“Saya Bukan Kejari yang Duduk di Belakang Meja” — Gaya ‘Petarung Jalanan’ Febrianda Ryendra Siap Gebrak Penanganan Korupsi di Cilegon

CILEGON, WILIP.ID — Sosok baru di pucuk pimpinan Kejaksaan Negeri Cilegon mulai menunjukkan karakter kepemimpinannya. Kepala Kejaksaan Negeri (Kejari) Cilegon yang baru, Febrianda Ryendra, SH, menegaskan komitmennya untuk memperkuat penegakan hukum, khususnya dalam pemberantasan tindak pidana korupsi di Kota Baja.

Dalam pernyataannya kepada awak media, Rabu malam, 6 Mei 2026, Febrianda tampil lugas dan penuh percaya diri. Ia menyebut dirinya bukan tipe pejabat yang hanya bekerja dari balik meja.

“Saya ini bukan Kejari yang hanya duduk di belakang meja. Cilegon sepertinya agak berbeda. Saya ini petarung jalanan, agak berbeda sedikit,” tegasnya.

Pernyataan itu seolah menjadi sinyal bahwa kepemimpinannya di Kejari Cilegon akan bergerak agresif, terutama terhadap berbagai dugaan kasus korupsi yang selama ini menjadi perhatian publik.

Febrianda bukan nama baru di lingkungan kejaksaan. Pria kelahiran Kabupaten Padang Pariaman, Sumatera Barat, Februari 1974 itu telah meniti karier selama 27 tahun di institusi Adhyaksa. Ia mengaku sudah sembilan kali berpindah penugasan di berbagai wilayah Indonesia.

Kariernya sempat ditempa di Kejaksaan Agung, lalu bertugas di Kejaksaan Tinggi Banten sejak 2021. Setelah itu, ia dipercaya menjadi Kepala Kejaksaan Negeri selama kurang lebih satu tahun delapan bulan sebelum akhirnya dimutasi ke Kota Cilegon pada Agustus 2024.

Pengalaman panjang itu, menurutnya, menjadi modal penting dalam membaca pola penanganan kasus, termasuk tindak pidana korupsi.

“Terkait beberapa kasus tipikor, saya akan koordinasi dulu di internal dan cari tahu duduk persoalannya,” ujarnya.

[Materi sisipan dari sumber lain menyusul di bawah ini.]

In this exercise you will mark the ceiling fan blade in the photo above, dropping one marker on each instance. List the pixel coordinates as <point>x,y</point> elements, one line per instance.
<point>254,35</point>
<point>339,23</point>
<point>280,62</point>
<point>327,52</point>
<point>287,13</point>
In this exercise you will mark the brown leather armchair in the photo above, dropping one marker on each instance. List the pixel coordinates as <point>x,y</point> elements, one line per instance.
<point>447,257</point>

Namun, di balik nada hati-hati itu, terselip komitmen besar yang ia tegaskan berulang kali: pemberantasan korupsi harus nyata dan berdampak.

Febrianda bahkan mengingat kembali masa ketika Kejati Banten pernah dikenal sebagai salah satu institusi paling progresif dalam penindakan korupsi.

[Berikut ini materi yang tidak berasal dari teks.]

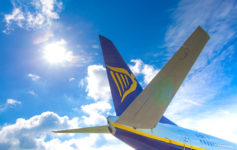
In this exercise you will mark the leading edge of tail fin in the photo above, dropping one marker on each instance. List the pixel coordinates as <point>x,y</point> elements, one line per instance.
<point>123,84</point>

“Tahun 2001, 2002, 2003, Kejati Banten itu nomor satu soal pemberantasan korupsinya. Waktu itu ada sekitar 30 sampai 33 perkara. Saya koordinator di situ. Jejak digitalnya masih bisa dilihat,” katanya.

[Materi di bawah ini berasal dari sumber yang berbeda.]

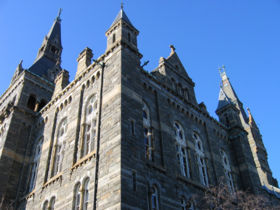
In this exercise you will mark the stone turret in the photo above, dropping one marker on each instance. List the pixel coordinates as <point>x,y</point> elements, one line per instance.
<point>61,81</point>
<point>84,60</point>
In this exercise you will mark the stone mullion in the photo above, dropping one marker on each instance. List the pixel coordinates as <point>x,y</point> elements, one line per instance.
<point>76,149</point>
<point>50,155</point>
<point>82,140</point>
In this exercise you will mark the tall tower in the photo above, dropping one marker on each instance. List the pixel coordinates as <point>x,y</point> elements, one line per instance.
<point>251,137</point>
<point>29,91</point>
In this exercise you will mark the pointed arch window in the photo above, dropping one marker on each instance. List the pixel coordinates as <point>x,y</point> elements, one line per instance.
<point>181,150</point>
<point>52,202</point>
<point>81,195</point>
<point>60,147</point>
<point>148,137</point>
<point>77,196</point>
<point>89,126</point>
<point>2,130</point>
<point>35,164</point>
<point>85,194</point>
<point>186,205</point>
<point>45,205</point>
<point>202,168</point>
<point>31,103</point>
<point>227,171</point>
<point>154,200</point>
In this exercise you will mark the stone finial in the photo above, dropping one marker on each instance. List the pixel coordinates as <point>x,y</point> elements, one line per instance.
<point>172,49</point>
<point>84,60</point>
<point>161,59</point>
<point>61,81</point>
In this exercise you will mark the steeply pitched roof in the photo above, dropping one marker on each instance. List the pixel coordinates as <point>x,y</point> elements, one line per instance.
<point>54,34</point>
<point>123,16</point>
<point>224,100</point>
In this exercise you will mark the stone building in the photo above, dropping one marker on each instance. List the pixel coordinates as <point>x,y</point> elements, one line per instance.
<point>120,137</point>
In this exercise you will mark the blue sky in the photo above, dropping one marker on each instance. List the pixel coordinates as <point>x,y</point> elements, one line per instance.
<point>244,35</point>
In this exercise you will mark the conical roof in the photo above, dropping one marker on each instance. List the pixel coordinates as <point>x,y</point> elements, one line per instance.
<point>54,34</point>
<point>123,16</point>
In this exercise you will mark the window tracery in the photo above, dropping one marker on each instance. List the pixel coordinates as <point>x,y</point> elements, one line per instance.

Kini, dengan posisi barunya sebagai Kejari Cilegon, ia menegaskan semangat yang sama ingin kembali dihidupkan. Baginya, penanganan korupsi bukan sekadar memenjarakan pelaku, tetapi juga menyelamatkan uang negara.

“Komitmen saya bukan sekadar memahami orang, tapi bagaimana mengembalikan kerugian negara,” tandasnya.

Dalam kesempatan itu, Febrianda juga membuka ruang partisipasi publik dan media dalam membantu pengungkapan dugaan kasus korupsi yang selama ini dinilai mandek atau mengendap.

“Bantuan rekan-rekan media ini sangat penting. Kalau ada dugaan korupsi yang mengendap, kasih tahu ke saya,” ujarnya.

Pernyataan tersebut langsung memantik perhatian. Di tengah tingginya sorotan terhadap transparansi dan penegakan hukum di daerah industri seperti Cilegon, publik kini menunggu sejauh mana gaya “petarung jalanan” ala Febrianda Ryendra benar-benar diwujudkan dalam langkah konkret.

Apalagi, Kota Cilegon selama ini dikenal sebagai kawasan strategis industri nasional dengan perputaran investasi dan anggaran yang besar. Kondisi itu membuat pengawasan terhadap potensi penyimpangan anggaran menjadi tantangan serius bagi aparat penegak hukum.

Kini, dengan gaya bicara tegas, pengalaman panjang, dan janji membuka ruang pengaduan publik, Kejari Cilegon di bawah komando Febrianda Ryendra tampaknya ingin mengirim pesan kuat: perang terhadap korupsi tidak boleh hanya menjadi slogan.